# Bootmenü



## Toast mit Mett (18. Juni 2012)

*Bootmenü*

Hey Leute,

ich möchte gern zu meinem vorhandenen OS Win7, noch Ubuntu installieren. Nun zu meiner Frage
Gibt es die Möglichkeit, die Auswahl des BS mit der Maus zu tätigen?

Gruß Toast mit Mett


----------



## Supeq (18. Juni 2012)

*AW: Bootmenü*

Ne, dazu brauchst du die Pfeiltasten


----------



## blubb3435 (18. Juni 2012)

*AW: Bootmenü*

Wenn deine Tastatur im Bootmenü noch nicht geht, versuch mal im BIOS "USB Legacy" anzuschalten.


----------



## Toast mit Mett (18. Juni 2012)

*AW: Bootmenü*

Danke für die Antworten 
Es ging mir um die Maus, meine Tastatur bleibt meist ungenutzt


----------



## Toast mit Mett (18. Juni 2012)

*AW: Bootmenü*

Könnte man erst Win7 booten und irgendwie switchen ?


----------



## coroc (18. Juni 2012)

*AW: Bootmenü*

Ich hab ma gehört das man das Linux aufm Windoof installieren kann, wie weiß ich aber nicht

Switchen ist leider nicht möglich


----------



## RG Now66 (18. Juni 2012)

Also switchen wird so nicht zu machen sein.
Ich schlag mal 2 Methoden vor:
1) Dual Boot system ; muss halt zum wechseln neustarten.
2) Ubuntu einfach ein einer Virtual Box installieren unter windows so kann mann beliebig oft wechseln ohne neu zu starten.


----------



## razzor1984 (18. Juni 2012)

*AW: Bootmenü*

Wenn du angst hast, deinen Bootloader zu killen, dann nimm diese Variante, Windows installer "WUBI"| Ubuntu
Wenn du es eleganter haben willst, kann man den Bootloader auch verändern zb mit  EasyBCD


----------



## Soja_bohne (21. Juni 2012)

*AW: Bootmenü*



coroc schrieb:


> Ich hab ma gehört das man das Linux aufm Windoof installieren kann, wie weiß ich aber nicht
> 
> Switchen ist leider nicht möglich


 
 Das installierst Du dann ganz einfach als normale application und kannst es dann von Windows aus starten wie du jedes andere Programm startest. So ist das zumindest bei der 8er Vers. von Ubuntu, die ich hab.


----------



## blackout24 (21. Juni 2012)

*AW: Bootmenü*



Soja_bohne schrieb:


> Das installierst Du dann ganz einfach als normale application und kannst es dann von Windows aus starten wie du jedes andere Programm startest. So ist das zumindest bei der 8er Vers. von Ubuntu, die ich hab.


 
Er meint wohl eher die Variante von razzor1984 mit WUBI. Da hast du dann auch ein Windows Bootloader Eintrag, ist aber einfacher zu deinstallieren, als wieder die Partion von Linux löschen zu müssen und mit NTFS wieder zusammen zuführen und den bootloader danach zu reparieren.


----------



## M4jestix (22. Juni 2012)

*AW: Bootmenü*

Option WUBI: Hier wird Grub nach dem Windows-Bootloader ausgeführt. Installation von Ubuntu erfolgt über Windows mit Angabe der "Partitionsgrösse" für Linux von 5-30GB! Starten kannst du dann wie beim Dualboot dein Linux/Windows nach Rechnerneustart. Wenn du dann Linux doch wieder deinstallieren willst kannst du das wie bei jedem anderen Programm auch direkt unter WIN, danach fährt dein Windows wieder wie vor der Installation von Linux hoch. Hatte diese Möglichkeit selbst bei mir mit Ubuntu 11.10. 
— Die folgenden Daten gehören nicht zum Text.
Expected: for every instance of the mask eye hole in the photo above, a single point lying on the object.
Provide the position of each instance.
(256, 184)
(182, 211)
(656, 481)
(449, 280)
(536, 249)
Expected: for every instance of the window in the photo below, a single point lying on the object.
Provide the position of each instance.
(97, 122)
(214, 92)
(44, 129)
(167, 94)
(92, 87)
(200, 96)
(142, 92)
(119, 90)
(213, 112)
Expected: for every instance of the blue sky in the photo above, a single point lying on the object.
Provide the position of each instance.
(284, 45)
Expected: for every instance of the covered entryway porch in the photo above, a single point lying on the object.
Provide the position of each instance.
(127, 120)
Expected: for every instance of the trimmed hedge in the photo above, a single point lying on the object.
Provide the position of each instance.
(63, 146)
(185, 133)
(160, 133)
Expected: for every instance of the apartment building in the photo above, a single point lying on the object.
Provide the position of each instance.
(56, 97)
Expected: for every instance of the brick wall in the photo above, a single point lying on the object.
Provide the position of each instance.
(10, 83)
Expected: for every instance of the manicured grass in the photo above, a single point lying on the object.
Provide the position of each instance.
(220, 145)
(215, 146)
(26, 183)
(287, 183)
Beim normalen Dualboot wird soweit ich weiss Grub vor dem Win-Bootloader ausgeführt was bei der Deinstallation dazu führt dass du - wie schon angesprochen - deinen Win-Loader reparieren musst. 

Wenn du ohne Neustart zwischen den Systemen wechseln/switchen willst bleibt dir nur die 3. Option mit ner Linux-VM per Virtualbox oder VM-Ware. Kommt halt drauf an was du im Linux machen willst da du hier nicht die volle Leistung deiner Hardware (im speziellen GraKa) abrufen kannst da diese nur virtualisiert ist. 

MfG


----------